Catálogo apresenta ensaios de especialistas da USP

Juntamente com a mostra, foi lançado um catálogo com textos críticos de especialistas na obra de Clarice, à venda na livraria do IMS. Textos elaborados pelos próprios curadores abrem o volume, que também apresenta um ensaio de Paulo Gurgel Valente, filho da escritora.

Manuscrito de Clarice Lispector, em cartaz na mostra promovida pelo Instituto Moreira Salles – Foto: Divulgação

“O catálogo é muito precioso, na medida em que é bem mais do que um catálogo que registra uma exposição. É um livro de ensaios sobre a obra de Clarice, organizado a partir dos núcleos que eu e Verônica desenhamos. Todos os textos são inéditos e foram escritos especialmente para o catálogo por críticos importantíssimos”, comemora Ferraz.
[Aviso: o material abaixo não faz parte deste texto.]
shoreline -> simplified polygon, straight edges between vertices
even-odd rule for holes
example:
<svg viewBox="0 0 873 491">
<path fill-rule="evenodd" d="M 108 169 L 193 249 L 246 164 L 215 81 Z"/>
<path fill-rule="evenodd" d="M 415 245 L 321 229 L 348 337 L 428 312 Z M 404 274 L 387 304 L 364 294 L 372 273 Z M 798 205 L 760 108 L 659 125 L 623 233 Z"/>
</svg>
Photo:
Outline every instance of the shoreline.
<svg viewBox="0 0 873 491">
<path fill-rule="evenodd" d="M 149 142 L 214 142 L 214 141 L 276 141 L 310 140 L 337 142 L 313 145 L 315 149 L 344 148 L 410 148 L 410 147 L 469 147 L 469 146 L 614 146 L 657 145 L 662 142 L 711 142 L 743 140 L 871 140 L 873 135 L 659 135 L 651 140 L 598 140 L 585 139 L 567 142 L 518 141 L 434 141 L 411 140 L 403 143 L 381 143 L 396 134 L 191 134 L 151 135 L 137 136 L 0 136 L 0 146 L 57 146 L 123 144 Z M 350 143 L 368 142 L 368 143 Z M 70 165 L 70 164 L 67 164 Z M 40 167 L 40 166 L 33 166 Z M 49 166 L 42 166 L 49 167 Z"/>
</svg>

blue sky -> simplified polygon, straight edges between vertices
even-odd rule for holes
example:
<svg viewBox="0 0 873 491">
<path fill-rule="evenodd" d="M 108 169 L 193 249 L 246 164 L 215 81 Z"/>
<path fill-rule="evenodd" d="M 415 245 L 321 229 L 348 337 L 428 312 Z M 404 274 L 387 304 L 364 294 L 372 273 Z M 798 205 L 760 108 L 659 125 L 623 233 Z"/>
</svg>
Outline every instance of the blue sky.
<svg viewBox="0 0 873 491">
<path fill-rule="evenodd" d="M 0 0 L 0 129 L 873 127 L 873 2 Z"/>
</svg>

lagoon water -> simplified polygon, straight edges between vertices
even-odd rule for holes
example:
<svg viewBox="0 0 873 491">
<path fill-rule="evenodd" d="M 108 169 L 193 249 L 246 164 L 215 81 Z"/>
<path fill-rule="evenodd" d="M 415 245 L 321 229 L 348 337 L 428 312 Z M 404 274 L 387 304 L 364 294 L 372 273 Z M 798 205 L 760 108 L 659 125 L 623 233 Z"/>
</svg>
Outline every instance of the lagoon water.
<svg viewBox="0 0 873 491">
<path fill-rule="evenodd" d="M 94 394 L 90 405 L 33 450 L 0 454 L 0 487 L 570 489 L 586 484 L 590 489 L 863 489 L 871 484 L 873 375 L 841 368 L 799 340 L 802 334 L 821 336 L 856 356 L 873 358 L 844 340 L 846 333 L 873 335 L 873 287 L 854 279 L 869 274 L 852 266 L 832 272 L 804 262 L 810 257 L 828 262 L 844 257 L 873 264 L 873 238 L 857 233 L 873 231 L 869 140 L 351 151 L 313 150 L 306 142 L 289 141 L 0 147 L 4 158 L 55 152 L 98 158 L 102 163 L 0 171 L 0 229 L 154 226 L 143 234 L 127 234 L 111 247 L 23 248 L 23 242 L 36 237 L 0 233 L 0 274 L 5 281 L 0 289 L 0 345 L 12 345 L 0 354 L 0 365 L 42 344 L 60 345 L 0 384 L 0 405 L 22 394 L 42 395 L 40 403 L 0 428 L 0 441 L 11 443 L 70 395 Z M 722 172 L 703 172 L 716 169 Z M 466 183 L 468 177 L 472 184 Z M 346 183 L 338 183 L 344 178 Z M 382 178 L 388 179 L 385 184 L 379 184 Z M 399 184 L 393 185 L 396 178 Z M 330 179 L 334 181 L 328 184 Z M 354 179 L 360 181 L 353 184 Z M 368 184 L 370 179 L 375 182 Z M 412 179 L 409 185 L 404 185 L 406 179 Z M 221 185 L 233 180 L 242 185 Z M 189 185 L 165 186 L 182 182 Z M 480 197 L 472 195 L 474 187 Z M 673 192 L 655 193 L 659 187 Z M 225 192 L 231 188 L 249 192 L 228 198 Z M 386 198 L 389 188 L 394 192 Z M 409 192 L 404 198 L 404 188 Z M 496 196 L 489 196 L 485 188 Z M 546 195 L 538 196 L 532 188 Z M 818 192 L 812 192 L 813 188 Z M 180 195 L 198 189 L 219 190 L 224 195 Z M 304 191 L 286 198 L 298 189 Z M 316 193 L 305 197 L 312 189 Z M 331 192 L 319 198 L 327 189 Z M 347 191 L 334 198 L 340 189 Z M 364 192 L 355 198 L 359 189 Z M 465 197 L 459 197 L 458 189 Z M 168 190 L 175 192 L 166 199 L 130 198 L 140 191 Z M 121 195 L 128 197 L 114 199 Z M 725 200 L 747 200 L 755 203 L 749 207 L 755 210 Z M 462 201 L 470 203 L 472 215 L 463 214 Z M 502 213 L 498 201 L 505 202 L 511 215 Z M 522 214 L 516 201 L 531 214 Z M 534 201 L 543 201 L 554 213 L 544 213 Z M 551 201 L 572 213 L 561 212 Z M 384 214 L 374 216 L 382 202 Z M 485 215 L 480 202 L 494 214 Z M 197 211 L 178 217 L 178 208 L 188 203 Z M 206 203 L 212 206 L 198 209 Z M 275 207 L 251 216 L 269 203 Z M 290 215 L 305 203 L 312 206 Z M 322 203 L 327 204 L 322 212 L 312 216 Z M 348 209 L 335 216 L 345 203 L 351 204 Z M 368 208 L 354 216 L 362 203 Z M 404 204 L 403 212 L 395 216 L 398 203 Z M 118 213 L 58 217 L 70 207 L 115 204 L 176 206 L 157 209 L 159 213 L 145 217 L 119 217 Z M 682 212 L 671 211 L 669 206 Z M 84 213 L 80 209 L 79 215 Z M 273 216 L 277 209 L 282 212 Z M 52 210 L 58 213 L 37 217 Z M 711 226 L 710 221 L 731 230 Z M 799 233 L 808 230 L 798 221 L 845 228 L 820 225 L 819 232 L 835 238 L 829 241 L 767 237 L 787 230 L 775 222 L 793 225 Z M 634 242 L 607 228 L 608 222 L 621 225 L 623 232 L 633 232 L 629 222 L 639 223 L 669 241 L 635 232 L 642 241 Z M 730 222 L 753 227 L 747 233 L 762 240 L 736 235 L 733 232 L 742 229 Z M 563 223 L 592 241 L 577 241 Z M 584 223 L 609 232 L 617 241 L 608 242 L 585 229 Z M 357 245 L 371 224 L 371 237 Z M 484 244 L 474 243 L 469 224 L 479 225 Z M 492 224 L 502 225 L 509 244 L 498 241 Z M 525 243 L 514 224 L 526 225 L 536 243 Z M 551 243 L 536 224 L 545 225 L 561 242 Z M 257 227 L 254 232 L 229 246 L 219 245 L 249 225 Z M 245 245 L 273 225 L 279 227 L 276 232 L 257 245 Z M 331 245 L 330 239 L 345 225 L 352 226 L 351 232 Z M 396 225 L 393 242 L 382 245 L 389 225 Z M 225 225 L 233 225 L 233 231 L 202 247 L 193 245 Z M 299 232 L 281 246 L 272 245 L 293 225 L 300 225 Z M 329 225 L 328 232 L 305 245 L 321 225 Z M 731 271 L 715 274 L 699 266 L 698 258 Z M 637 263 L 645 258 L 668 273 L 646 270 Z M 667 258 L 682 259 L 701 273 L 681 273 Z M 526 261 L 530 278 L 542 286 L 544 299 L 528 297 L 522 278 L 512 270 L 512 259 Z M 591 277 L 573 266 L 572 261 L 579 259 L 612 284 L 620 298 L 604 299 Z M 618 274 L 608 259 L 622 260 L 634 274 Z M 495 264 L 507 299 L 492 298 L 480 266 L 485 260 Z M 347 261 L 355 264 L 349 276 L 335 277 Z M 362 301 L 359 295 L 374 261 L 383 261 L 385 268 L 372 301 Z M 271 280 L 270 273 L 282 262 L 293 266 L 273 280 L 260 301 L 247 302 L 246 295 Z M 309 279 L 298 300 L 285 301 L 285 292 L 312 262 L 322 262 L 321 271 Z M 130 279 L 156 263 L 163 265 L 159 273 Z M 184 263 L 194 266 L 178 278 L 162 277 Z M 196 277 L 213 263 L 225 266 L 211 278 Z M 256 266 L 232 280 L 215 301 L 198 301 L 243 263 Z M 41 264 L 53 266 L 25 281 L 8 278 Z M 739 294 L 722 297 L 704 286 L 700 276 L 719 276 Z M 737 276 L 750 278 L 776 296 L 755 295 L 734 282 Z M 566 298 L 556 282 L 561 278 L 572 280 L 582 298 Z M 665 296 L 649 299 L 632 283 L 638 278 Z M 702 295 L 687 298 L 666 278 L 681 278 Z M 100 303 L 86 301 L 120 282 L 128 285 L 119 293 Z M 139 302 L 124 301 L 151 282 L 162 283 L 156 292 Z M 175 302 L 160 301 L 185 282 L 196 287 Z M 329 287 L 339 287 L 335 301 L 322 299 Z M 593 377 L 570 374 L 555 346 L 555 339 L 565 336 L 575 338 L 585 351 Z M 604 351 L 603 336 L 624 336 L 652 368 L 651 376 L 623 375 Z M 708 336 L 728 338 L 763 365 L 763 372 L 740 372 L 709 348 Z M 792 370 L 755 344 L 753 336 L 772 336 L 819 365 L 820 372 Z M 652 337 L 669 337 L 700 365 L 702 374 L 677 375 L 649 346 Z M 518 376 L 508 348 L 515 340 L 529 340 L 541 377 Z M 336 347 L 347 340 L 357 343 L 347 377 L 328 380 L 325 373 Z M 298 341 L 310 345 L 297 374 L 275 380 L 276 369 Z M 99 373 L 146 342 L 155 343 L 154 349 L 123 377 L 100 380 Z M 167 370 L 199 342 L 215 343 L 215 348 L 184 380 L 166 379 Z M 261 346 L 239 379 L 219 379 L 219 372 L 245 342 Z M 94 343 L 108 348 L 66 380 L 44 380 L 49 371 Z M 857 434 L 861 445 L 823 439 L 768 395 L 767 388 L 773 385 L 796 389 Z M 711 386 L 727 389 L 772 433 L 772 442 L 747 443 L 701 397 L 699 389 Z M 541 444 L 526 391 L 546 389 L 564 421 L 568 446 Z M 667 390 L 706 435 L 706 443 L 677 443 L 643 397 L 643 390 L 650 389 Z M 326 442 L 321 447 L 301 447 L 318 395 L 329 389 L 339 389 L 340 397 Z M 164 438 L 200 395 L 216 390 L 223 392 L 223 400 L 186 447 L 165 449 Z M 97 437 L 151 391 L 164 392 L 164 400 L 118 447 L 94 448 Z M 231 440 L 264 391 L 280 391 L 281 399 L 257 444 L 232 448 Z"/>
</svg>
Para o curador, é como se o catálogo fosse um mapa daquela constelação construída.

Dentre os especialistas presentes no catálogo estão os professores da USP Nádia Gotlib, Yudith Rosenbaum e José Miguel Wisnik. No texto O Corpo Desmontado, Nádia escreve sobre a presença do corpo na narrativa de Lispector, que, “como fonte, motivo e instrumento de exploração das profundezas da intimidade, surge acima de tudo como umbral de perspectivas de novos territórios, até então intocados, em direção a um não se sabe o quê, misto de aventura e de mistério”. 

Por sua vez, Yudith reflete em Na Contramão da Palavra: a Escrita de Clarice sobre o nascimento do ofício para a autora. “Duas fontes parecem gestar a palavra de Clarice: de um lado, demanda de amor, alimento e preenchimento; de outro, o vetor ético, que busca servir aos homens, ao mundo. Privação e excesso movimentam uma escrita nascida da contradição”, discorre.

Em A Coisa Social, Wisnik aborda a ausência de um foco sobre o social na obra de Clarice, diante da cobrança por engajamento feita a escritores no início da década de 1960. O porquê de não evidenciar a miséria e a injustiça “é exatamente porque essa verdade já lhe é conhecida, porque é a premissa inerente à sua relação com o mundo, que não será a razão de ser de sua escrita”, escreve o professor.

A exposição Constelação Clarice está em cartaz até 27 de fevereiro de 2022, no Instituto Moreira Salles (Avenida Paulista, 2.424, em São Paulo), de terça a sexta-feira, das 12 às 19 horas, sábados, domingos e feriados, das 10 às 19 horas. Entrada grátis, com agendamento prévio pela internet.